This increases the likelihood of Melissa becoming a significant hurricane with serious, prolonged impacts in parts of the western and central Caribbean region

Oct 22, 2025

Good evening, I may be busy in the morning and unable to post, so I wanted to provide a quick update on Tropical Storm Melissa. All of the data this evening indicates that Melissa is not really any better organized than this morning. The thunderstorm activity is still all to the east and southeast of the center, which reconnaissance aircraft shows is due south of the southwest peninsula of Haiti. Reconnaissance data also indicates that the circulation of Melissa is rather broad at the surface and tilted with height, also indications of wind shear impacting the system and keeping it from intensifying. On the most recent NHC advisory, it had maximum sustained winds of 50 mph, same as this morning.

The storm is drifting ever so slightly west, and the lack of any significant intensification today further increases the likelihood that the scenario of a slow track to the west for the next for several days as consistently shown by the European ensemble model will pan out. In fact, the Google DeepMind AI system — which an analysis by tropical researcher Brian McNoldy shows has been the most accurate model so far this year for track and intensity forecasts — has now come much more inline with that scenario as well.

This also means that Melissa will be over the extremely warm water of the central and western Caribbean for the next several days, and with wind shear expected to decrease substantially, this further increases the likelihood that Melissa will become a powerful hurricane over the Caribbean by this weekend.

[Key Messages]

A slow moving hurricane growing in size and intensity means prolonged impacts to the region. Heavy rain and serious flash flooding and mudslides continue to be a major risk to portions of Jamaica and Hispaniola.
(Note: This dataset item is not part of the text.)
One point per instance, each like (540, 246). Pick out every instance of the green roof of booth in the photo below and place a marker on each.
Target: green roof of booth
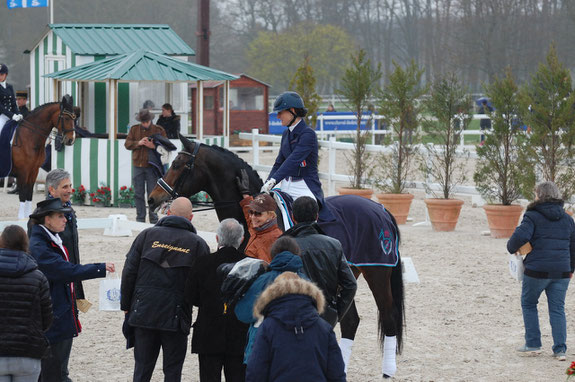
(110, 39)
(141, 65)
It is important to note that the rainfall forecast shown above is just for the next 72 hours — additional heavy rain is expected beyond that time which could also expand to include more of Jamaica and Hispaniola as well as parts of Cuba. Totals of 20” or more of rain will be possible in some of these areas.

While the general idea of a slow motion to the northwest and west the next several days has come more into focus, there is obviously still a lot of uncertainty on the exact path and speed of the track. It still looks like at some point next week the drift to the west will eventually stop, and the hurricane will lift north or northeast out of the Caribbean and into the North Atlantic. Interests in the Bahamas and Cayman Islands should be monitoring forecasts for Melissa given this expected evolution.